Delaware Water Gap BottlesGlass is a hard substance, usually brittle and transparent, composed chiefly of silicates and an alkali fused at high temperature.

Composition and Properties of Glass

Most glass is a mixture of silica obtained from beds of fine sand or from pulverized sandstone; an alkali to lower the melting point, usually a form of soda or, for finer glass, potash; lime as a stabilizer; and cullet ( waste glass ) to assist in melting the mixture. The properties of glass are varied by adding other substances, commonly in the form of oxides, e.g., lead, for brilliance and weight; boron, for thermal and electrical resistance; barium, to increase the refractive index, as in optical glass; cerium, to absorb infrared rays; metallic oxides, to impart color; and manganese, for decolorizing.

The term "crystal glass, " derived from rock crystal, was at first applied to clear, highly refractive glass; it has come to denote in the trade a high-grade, colorless glass and is sometimes applied to any fine hand-blown glass.

The Process of Glassmaking

The processes of glassmaking have remained essentially the same since ancient times. The materials are fused at high temperatures in seasoned fireclay containers, boiled down, skimmed, and cooled several hundred degrees; then the molten glass ( called metal ) is ladled or poured into molds and pressed, or is blown ( sometimes into molds, ) or is drawn. The shaped glass is annealed to relieve stresses caused by manipulation, then is slowly cooled. The glass, formerly annealed on shelves in a melting furnace, is now usually carried on rollers through annealing ovens ( lehrs. )

Although today most hollow vessels such as light bulbs or containers are machine blown, fine ornamental hollow ware is still made by gathering a mass of glass at the end of a long, iron blowpipe, blowing it into a pear-shaped bulb, which is rolled on an oiled slab ( marver ), shaped with tools, and then reblown, often into a mold; the glass is reheated periodically in a small furnace ( glory hole. ) It is finally transferred to an iron rod ( punty ) attached to the base of the vessel, and the lip is shaped and smoothed. Methods of decoration include cutting, copper-wheel engraving, etching with hydrofluoric acid, enameling, gilding, and painting.
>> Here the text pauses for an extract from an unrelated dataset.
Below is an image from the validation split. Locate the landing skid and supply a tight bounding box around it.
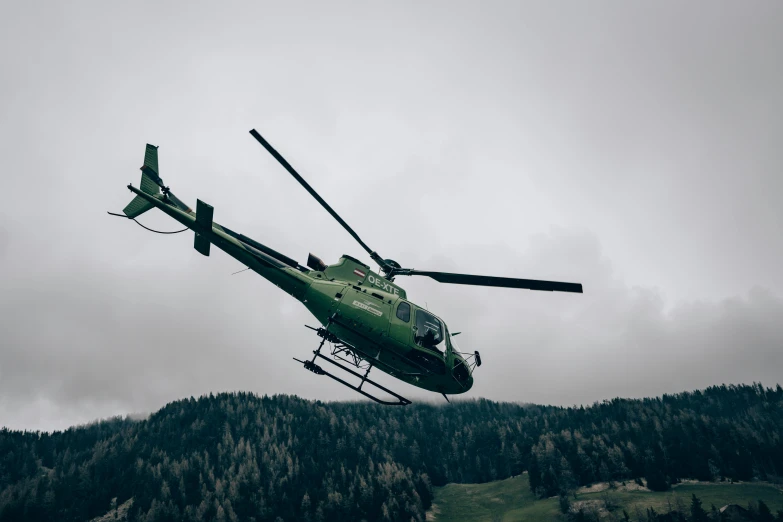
[294,318,411,406]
Development of the Glass Industry

Humans have used glass since prehistoric times, at first fashioning small objects from natural glass such as obsidian, a volcanic glass, or from rock crystal, a colorless, transparent quartz whose brilliance and clarity are emulated in manufactured glass.

Ancient Glassmaking

The place and date of origin of manufactured glass are not known. The oldest known specimens of glass are from Egypt ( c.2000 BC ), where the industry was well established c.1500 BC. Many varieties of glass were known during Roman times, including cameo glass, such as the Portland vase, and millefiore glass, produced from fused and molded bundles of thin glass rods of many colors. Glass was also used for window panes, mirrors, prisms, and magnifying glasses. Except for the work done in Constantinople, little is now known of the methods of glassmaking used in Europe from the fall of Rome until the 10th cent., when stained glass came into use.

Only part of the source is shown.